In March 1919, Jennie, roughly seven months pregnant, and her beloved Harry left California for her mother's home in Stedman, NC. Upon their arrival Harry found a job market that was difficult for a middle-aged man competing with thousands of much younger men returning from the war.

On April 20, 1919 things began to look up for the Beazley's when Harry found a job as a supply manager at Erwin Cotton Mills, Plant No. 2, located in the Harnett County town of Duke, NC (now called Erwin).  Less than a month later, Harry Leslie Beazley, Jr. (called simply HL his entire life) was born on May 14, 1919.

A second child, Lillian Maria Beazley, was born on July 8, 1921. According to Jennie, Harry asked that she be named for a favorite schoolteacher, Lillian. His choice of middle name, Maria, seems an obvious nod to his deceased first wife, "the Spaniard" Irene Santa Maria. Whatever joy the family felt at Lillian's birth must have been tempered by the uncertainty of their future. Harry was not in a good way and his health continued to deteriorate. He died at the Dorothea Dix Hospital in Raleigh, NC on November 21, 1921.

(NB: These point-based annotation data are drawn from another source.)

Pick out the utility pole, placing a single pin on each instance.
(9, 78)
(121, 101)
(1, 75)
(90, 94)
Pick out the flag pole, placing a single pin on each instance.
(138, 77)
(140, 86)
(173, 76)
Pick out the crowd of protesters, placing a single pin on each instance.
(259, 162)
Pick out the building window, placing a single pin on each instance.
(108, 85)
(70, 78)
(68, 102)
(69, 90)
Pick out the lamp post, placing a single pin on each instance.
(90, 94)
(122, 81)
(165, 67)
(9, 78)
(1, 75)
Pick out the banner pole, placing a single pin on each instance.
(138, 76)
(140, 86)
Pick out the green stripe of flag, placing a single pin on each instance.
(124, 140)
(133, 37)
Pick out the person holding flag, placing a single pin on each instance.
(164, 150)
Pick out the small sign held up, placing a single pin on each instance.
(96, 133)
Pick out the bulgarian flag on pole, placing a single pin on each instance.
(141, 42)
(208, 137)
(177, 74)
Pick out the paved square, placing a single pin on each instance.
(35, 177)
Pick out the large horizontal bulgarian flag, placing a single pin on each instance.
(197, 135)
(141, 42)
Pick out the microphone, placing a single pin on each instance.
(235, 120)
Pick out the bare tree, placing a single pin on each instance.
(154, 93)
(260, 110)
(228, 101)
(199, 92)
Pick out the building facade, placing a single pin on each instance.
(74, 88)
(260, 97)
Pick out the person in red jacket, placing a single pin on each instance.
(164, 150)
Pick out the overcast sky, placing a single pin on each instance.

Wait, what? Yes, Harry Beazley died at the Dorothea Dix state hospital for the mentally insane just five years after returning from the Philippines, and less than four months after the birth of his daughter.

According to the 1920 census, taken on January 28, 1920, the household at that time consisted of Ellen Bryant (Jennie's mother), Jennie, HL (Harry Junior), Jennie's younger brother John Robert, and his wife, Margie. So by this time Harry must already have been institutionalized. Jennie would have been approximately two months pregnant with Lillian, placing her conception sometime in November, 1919.

The closest we have to a death certificate for Harry L. Beazley is a permit to move his corpse, but it lists, in the handwriting of the attending physician, the cause of death as paresis, which, given that the facility was a mental hospital, I take to mean general paresis of the insane, a condition that was incurable at the time

From Wikipedia:
Originally, the cause was believed to be an inherent weakness of character or constitution. While Esmarch and Jessen had asserted as early as 1857 that syphilis caused general paresis, progress toward the general acceptance by the medical community of this idea was only accomplished later by the eminent nineteenth-century syphilographer Alfred Fournier (1832–1914). In 1913 all doubt about the syphilitic nature of paresis was finally eliminated when Hideyo Noguchi and J. W. Moore demonstrated the syphilitic spirochaetes in the brains of paretics.
In 1917 Julius Wagner-Jauregg discovered that infecting paretic atients with malaria could halt the progression of general paresis. He won a Nobel Prize for this discovery in 1927. After World War II the use of penicillin to treat syphilis made general paresis a rarity: even patients manifesting early symptoms of actual general paresis were capable of full recovery with a course of penicillin. The disorder is now virtually unknown outside developing countries, and even there the epidemiology is substantially reduced.
Had this tale played out just a few years later, Harry Beazley might have been cured and lived a much longer life. Instead he died, leaving a widow and two small children nearly destitute.

After burying her husband in the family cemetery, Jennie was left with less than one dollar in her purse. She spent the next few months working to secure Captain Beazley's Spanish-American War veteran's pension. She would eventually prevail and collected this pension until her own death in 1984. Shortly after the death of Captain Beazley, the men of the community built a small home behind and across a field from where Magnolia Baptist Church stands today, on Bryant family land, using lumber supplied by Jennie's brother-in-law, John Edward Hubbard.